Faced with a new neighbor that approximated the proverbial 800-pound gorilla, the Rohnert Park City Council had two choices: strike a cooperation pact with the Rancheria that would help financially mitigate the disadvantages of having a casino right next door, or fuss and fume and gain nothing, while the casino gets built anyway. They chose the former, and I can't say I blame them. If you have to have a casino within a stone's throw — and you do have to, if the tribe so decides — better you should have it with $200 extra-large in the city coffers than have it with pocket lint and hurt feelings.

I think putting a casino — and all the attendant traffic, crime, and general mayhem that will surely follow — in a suburban community like ours is a morally and logically bankrupt idea.
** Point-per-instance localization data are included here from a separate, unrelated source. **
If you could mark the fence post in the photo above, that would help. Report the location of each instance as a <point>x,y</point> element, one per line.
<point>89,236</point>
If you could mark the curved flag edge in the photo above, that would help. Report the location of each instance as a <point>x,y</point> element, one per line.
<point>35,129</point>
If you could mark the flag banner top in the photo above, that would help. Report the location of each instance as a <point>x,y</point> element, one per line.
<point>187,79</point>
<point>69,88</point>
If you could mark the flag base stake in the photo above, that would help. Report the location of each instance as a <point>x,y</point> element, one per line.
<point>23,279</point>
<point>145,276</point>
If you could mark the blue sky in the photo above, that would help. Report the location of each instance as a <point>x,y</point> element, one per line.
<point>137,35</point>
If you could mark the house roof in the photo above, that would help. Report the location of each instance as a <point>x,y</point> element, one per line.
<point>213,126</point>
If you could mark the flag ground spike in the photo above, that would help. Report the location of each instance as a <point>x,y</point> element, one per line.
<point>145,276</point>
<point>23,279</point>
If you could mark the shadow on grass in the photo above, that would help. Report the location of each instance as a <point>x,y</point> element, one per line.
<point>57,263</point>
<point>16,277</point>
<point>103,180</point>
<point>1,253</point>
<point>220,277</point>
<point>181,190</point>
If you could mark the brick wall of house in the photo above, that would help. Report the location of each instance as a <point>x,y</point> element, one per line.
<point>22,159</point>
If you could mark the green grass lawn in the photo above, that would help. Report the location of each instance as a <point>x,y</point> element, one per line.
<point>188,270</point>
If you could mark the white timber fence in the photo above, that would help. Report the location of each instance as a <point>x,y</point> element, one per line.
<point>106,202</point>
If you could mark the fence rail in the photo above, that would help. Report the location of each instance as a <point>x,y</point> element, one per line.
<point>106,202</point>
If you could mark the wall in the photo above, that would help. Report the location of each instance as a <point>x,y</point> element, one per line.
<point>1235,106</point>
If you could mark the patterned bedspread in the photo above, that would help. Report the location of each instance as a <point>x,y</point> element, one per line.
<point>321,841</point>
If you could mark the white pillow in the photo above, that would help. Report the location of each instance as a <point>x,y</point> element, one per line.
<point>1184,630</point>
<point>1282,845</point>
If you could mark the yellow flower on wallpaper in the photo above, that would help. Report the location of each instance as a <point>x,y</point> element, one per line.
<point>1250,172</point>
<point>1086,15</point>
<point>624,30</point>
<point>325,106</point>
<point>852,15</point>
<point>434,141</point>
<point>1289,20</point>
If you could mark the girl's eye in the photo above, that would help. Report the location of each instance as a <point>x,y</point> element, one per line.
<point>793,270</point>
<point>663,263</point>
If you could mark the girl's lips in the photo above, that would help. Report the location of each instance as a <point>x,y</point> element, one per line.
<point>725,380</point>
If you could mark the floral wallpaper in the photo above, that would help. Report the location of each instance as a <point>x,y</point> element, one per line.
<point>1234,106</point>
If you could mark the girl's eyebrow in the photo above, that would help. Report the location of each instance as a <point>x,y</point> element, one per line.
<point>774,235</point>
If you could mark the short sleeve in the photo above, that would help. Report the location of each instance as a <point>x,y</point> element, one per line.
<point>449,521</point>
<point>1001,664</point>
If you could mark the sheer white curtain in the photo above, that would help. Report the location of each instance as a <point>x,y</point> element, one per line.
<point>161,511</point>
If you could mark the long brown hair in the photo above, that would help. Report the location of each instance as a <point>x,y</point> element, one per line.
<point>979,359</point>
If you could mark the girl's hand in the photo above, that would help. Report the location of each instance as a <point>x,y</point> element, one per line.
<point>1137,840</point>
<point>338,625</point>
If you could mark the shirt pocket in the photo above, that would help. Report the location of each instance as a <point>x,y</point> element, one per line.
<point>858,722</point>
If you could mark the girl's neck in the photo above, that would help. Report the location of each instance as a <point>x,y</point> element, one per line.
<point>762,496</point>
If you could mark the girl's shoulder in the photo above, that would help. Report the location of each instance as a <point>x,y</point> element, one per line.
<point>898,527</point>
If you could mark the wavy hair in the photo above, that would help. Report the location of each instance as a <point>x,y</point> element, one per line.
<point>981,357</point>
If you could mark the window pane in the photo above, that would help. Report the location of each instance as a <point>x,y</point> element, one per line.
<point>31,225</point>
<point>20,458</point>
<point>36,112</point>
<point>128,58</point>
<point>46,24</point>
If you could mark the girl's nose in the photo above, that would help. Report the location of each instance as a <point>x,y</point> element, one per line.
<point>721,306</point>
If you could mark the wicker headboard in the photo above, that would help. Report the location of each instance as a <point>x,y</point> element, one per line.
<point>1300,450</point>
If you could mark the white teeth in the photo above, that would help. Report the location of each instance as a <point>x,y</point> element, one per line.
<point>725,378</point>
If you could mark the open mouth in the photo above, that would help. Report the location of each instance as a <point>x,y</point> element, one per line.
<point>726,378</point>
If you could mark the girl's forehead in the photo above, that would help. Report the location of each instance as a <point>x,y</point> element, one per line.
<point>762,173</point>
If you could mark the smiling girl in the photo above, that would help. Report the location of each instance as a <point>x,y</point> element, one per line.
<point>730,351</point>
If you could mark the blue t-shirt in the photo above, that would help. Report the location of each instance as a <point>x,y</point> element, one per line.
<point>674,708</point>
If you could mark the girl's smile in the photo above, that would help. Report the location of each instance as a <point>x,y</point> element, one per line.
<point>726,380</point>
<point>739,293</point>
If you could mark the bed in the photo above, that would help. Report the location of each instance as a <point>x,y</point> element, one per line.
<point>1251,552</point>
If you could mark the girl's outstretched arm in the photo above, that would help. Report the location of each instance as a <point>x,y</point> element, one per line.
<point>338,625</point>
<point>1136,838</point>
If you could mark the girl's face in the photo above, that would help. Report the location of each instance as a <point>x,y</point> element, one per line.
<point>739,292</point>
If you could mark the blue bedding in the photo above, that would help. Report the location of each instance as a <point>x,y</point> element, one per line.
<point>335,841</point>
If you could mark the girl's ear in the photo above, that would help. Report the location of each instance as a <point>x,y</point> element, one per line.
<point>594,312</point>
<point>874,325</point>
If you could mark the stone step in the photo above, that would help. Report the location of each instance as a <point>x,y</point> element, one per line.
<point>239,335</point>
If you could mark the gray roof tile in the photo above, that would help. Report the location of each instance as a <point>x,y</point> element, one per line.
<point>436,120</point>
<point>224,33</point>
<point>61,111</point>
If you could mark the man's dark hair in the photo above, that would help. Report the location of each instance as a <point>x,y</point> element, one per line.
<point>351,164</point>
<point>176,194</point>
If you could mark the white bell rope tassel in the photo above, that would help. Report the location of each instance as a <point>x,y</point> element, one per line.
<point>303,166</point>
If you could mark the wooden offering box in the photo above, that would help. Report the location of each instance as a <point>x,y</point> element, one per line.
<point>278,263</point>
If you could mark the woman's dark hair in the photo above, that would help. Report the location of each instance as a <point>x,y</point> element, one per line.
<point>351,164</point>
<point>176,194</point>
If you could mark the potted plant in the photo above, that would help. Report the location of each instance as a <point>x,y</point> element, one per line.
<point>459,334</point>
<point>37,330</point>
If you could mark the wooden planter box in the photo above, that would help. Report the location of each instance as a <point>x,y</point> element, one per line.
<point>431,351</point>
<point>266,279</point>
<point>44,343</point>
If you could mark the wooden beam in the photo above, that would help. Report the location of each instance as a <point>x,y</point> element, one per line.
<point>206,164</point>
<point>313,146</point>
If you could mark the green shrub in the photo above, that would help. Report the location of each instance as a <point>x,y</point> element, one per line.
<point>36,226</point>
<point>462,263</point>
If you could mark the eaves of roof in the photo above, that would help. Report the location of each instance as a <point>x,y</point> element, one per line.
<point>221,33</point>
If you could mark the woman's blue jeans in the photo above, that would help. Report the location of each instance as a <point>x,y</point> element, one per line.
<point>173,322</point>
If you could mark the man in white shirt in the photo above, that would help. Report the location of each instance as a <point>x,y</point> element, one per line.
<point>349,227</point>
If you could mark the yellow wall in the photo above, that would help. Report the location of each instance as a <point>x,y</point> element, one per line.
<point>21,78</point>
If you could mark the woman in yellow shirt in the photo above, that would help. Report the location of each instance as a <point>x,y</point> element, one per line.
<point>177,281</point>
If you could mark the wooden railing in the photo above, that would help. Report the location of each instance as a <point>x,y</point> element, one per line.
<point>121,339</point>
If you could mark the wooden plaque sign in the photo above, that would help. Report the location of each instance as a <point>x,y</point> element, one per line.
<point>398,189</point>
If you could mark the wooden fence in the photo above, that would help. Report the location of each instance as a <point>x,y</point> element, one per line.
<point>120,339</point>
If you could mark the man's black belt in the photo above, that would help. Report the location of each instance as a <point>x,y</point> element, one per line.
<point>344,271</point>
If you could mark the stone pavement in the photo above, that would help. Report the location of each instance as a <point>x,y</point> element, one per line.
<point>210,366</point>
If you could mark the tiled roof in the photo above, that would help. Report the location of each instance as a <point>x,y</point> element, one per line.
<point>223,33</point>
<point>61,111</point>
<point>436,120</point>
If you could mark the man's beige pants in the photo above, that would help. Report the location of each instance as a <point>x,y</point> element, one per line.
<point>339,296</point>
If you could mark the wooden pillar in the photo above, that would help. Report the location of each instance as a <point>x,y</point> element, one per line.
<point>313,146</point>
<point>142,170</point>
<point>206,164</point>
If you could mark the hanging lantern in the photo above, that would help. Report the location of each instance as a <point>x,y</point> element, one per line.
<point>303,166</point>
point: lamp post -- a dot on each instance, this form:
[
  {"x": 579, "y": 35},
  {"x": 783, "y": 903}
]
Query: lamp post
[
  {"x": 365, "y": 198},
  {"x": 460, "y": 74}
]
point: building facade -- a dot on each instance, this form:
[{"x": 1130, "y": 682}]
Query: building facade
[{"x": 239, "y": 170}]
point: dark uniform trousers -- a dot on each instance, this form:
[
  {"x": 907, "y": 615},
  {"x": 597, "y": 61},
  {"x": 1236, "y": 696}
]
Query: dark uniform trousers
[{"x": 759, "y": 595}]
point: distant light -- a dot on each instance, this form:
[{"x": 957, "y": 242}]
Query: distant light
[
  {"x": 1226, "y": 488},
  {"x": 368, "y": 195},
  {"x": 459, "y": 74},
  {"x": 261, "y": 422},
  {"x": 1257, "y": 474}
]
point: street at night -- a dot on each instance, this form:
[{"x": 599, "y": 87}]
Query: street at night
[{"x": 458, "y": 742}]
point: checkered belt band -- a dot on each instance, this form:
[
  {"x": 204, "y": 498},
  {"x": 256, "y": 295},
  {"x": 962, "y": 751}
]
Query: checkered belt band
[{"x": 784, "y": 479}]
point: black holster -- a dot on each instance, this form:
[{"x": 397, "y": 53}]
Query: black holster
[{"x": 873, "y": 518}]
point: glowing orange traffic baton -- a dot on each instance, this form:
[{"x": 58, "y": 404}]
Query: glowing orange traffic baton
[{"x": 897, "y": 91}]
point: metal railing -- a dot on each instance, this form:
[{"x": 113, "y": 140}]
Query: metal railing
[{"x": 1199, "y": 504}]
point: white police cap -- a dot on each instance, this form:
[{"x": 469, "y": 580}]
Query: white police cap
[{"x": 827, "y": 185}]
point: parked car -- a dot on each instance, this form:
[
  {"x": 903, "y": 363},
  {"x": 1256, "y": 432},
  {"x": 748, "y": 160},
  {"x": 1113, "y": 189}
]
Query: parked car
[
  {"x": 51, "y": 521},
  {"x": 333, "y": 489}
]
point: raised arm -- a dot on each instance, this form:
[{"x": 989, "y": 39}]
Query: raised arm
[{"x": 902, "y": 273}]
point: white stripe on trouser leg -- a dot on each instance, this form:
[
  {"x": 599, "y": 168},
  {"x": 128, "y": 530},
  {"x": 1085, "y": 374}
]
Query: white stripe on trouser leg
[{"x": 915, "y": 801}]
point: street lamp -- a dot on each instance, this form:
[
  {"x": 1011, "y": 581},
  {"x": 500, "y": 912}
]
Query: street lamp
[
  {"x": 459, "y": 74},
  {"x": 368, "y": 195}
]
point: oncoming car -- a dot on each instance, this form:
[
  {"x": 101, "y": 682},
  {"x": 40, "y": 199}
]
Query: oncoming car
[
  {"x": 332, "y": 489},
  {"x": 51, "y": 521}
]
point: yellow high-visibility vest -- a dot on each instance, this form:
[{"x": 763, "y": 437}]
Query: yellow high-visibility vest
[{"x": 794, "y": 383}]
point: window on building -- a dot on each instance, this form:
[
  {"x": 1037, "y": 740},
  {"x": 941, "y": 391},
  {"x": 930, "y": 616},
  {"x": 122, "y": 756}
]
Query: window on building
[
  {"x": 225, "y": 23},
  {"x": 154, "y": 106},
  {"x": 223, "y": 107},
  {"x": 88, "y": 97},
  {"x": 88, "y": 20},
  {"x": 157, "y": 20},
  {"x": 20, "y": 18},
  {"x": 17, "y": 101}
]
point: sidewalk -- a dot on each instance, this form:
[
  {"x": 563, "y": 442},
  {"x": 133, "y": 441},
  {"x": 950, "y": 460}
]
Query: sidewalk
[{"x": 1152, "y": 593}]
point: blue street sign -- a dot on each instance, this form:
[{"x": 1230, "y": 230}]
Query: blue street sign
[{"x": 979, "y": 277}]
But when the slot machine deals you three lemons, sometimes all you can do is stir up a pitcher of lemonade. I think that's what Councilpersons Spradlin and Flores were trying to accomplish. To kick them out of office for making the best of a lousy situation would have been foolish, mean-spirited, and a Pyrrhic victory for the anti-casino folks, who, NIMBY or not, are going to have a casino in their back yard. I don't like that inevitability either, but I'm not prepared to punish people for something that isn't their fault. Blame your fellow voters for not reading Prop. 1A carefully before they scribbled in the "YES" box.

You can probably tell how I voted in today's election. (KJ and I became permanent absentee voters when she was undergoing chemotherapy, so we actually voted a couple of weeks ago.) I'm not embarrassed to explain why.